Division among Democratic senators over the need to present witnesses during impeachment
The United States House of Representatives has sent the Senate on Monday the article of impeachment against former President Donald Trump for “inciting rebellion” during the riots and the assault on the Capitol on January 6, thus formally triggering the start of a new impeachment against him, the second in less than a year.
The representative for Maryland, Jamie Raskin, seconded by eight other fellow House Democrats, has been in charge of reading these accusations in the Senate, which must now decide whether to start a process to convict Trump, which if so He would be disqualified from holding public office, when there is speculation about his possible candidacy for the presidential elections of 2024.
However, the Senate vote is expected to be delayed until next February 8, after the leader of the Democratic majority in the Senate, Chuck Schumer, and his counterpart of the Republican minority, Mitch McConnell, agreed to give more time to the team. Trump legal so that he could prepare his defense.
WAITING TO MARK THE ‘IMPEACHMENT’ RULES
For the first time in more than 230 years of history, the Senate has received an impeachment impeachment against a former White House tenant, although Democrats and Republicans have yet to agree on how it will be done.
Schumer and McConnell have yet to establish the basic structure of the trial, such as the timelines, although both parties want it to be shorter than last year’s three-week impeachment, the presentation of witnesses, and even a possible motion to dismiss the process from its inception.
In the event that both do not reach an agreement, the Democrats could assert their slim majority, with the vote of Kamala Harris, and pass a resolution in the Senate to establish the parameters and structure of the impeachment, as the Republicans already did. last year when they had control of the camera.
DIVISION IN THE DEMOCRATIC PARTY
It is precisely the question of presenting witnesses, or not, the part that most divides Democrats.

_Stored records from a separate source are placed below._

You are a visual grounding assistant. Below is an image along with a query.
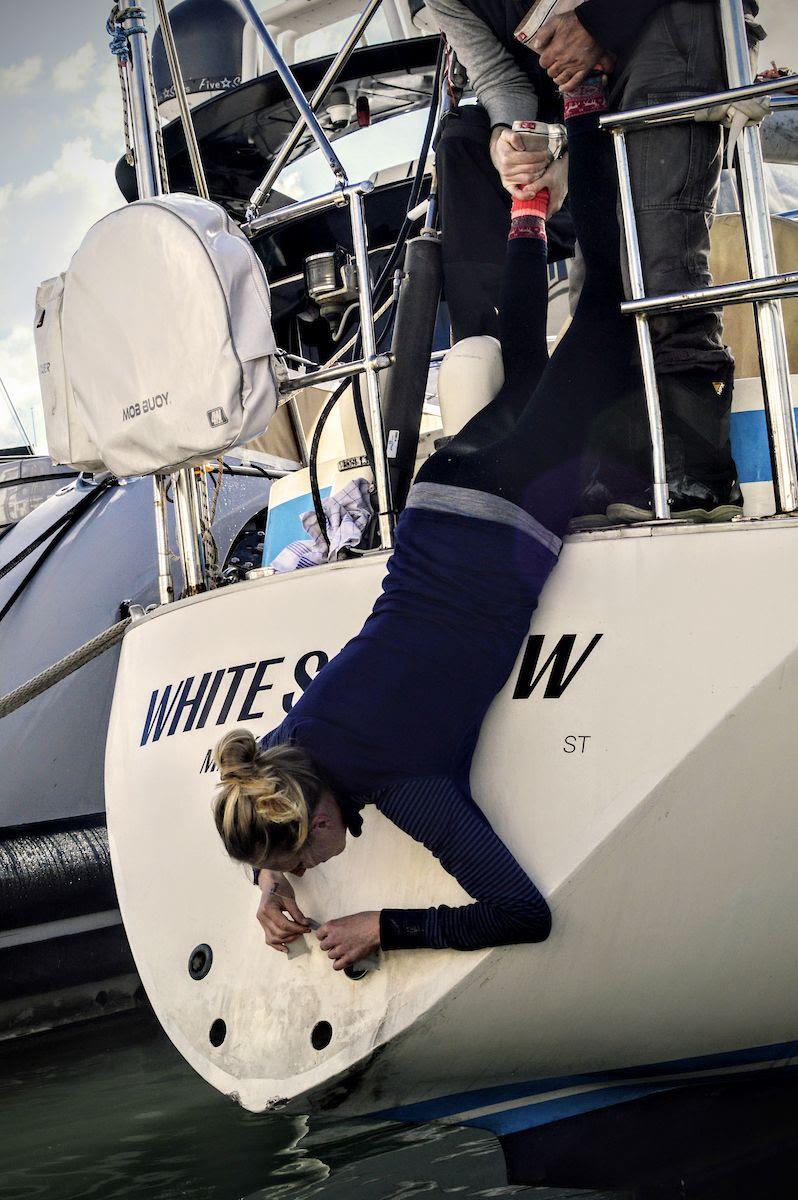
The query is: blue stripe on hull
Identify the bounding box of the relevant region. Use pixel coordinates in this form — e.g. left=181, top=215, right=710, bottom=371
left=372, top=1042, right=798, bottom=1134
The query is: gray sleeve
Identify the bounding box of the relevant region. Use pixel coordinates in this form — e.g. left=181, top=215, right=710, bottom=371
left=427, top=0, right=538, bottom=126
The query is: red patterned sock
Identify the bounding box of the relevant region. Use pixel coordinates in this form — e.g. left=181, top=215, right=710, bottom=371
left=509, top=187, right=548, bottom=242
left=563, top=74, right=608, bottom=121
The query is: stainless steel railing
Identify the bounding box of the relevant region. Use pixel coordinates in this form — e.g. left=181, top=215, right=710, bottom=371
left=601, top=0, right=798, bottom=521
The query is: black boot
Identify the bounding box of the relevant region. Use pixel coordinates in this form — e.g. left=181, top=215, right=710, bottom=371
left=607, top=362, right=743, bottom=522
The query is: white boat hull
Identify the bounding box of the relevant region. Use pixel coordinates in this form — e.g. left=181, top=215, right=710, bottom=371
left=106, top=520, right=798, bottom=1132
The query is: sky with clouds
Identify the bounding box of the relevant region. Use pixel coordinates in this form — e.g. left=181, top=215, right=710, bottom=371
left=0, top=0, right=798, bottom=446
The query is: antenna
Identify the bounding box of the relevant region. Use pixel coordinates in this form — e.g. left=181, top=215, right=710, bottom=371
left=0, top=376, right=34, bottom=451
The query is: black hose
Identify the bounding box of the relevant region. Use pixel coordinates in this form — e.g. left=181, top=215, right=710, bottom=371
left=0, top=476, right=116, bottom=620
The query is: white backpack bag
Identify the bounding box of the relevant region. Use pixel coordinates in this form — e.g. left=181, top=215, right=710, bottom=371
left=34, top=275, right=106, bottom=470
left=55, top=194, right=278, bottom=476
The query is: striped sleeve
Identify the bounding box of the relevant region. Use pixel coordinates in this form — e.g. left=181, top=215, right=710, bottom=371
left=374, top=778, right=551, bottom=950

Some consider that it would slow down the process, since there is numerous evidence of what Trump is accused of in the media, while others consider it necessary.
“It is a false judgment if you say in advance that there will be no witnesses or documents,” defended the Democratic senator for Virginia, Tim Kaine, published in the newspaper ‘Politico’. “Impeachment is a very serious thing. If the prosecutors or the defense want to present witnesses, they should be able to.”
However, for other Democrats, such as Connecticut Senator Richard Blumenthal, “the most powerful evidence is Donald Trump’s own words,” so the Senate shouldn’t take too long to move the process forward, taking into account the others. Tasks that lie ahead, such as the debate on measures to combat the coronavirus and the confirmation of the proposals of the president’s cabinet, Joe Biden.
The United States House of Representatives, with a large Democratic majority, approved on January 13 to initiate an ‘impeachment’ against Donald Trump, in a vote in which up to ten Republicans gave their support.
However, the slim majority that the Democratic Party has in the Senate – it can only be reached with the tiebreaker vote of the vice president, Kamala Harris – forces them to have at least the support of 17 Republican senators so that the initiative of ‘impeachment’ can succeed.
If that is the case, Trump will become the first US president to be subjected to two such trials after he was acquitted in February 2020 after being accused of abuse of power and obstruction of Congress for pressuring leaders from Ukraine to investigate Joe Biden and his son Hunter for their business activities.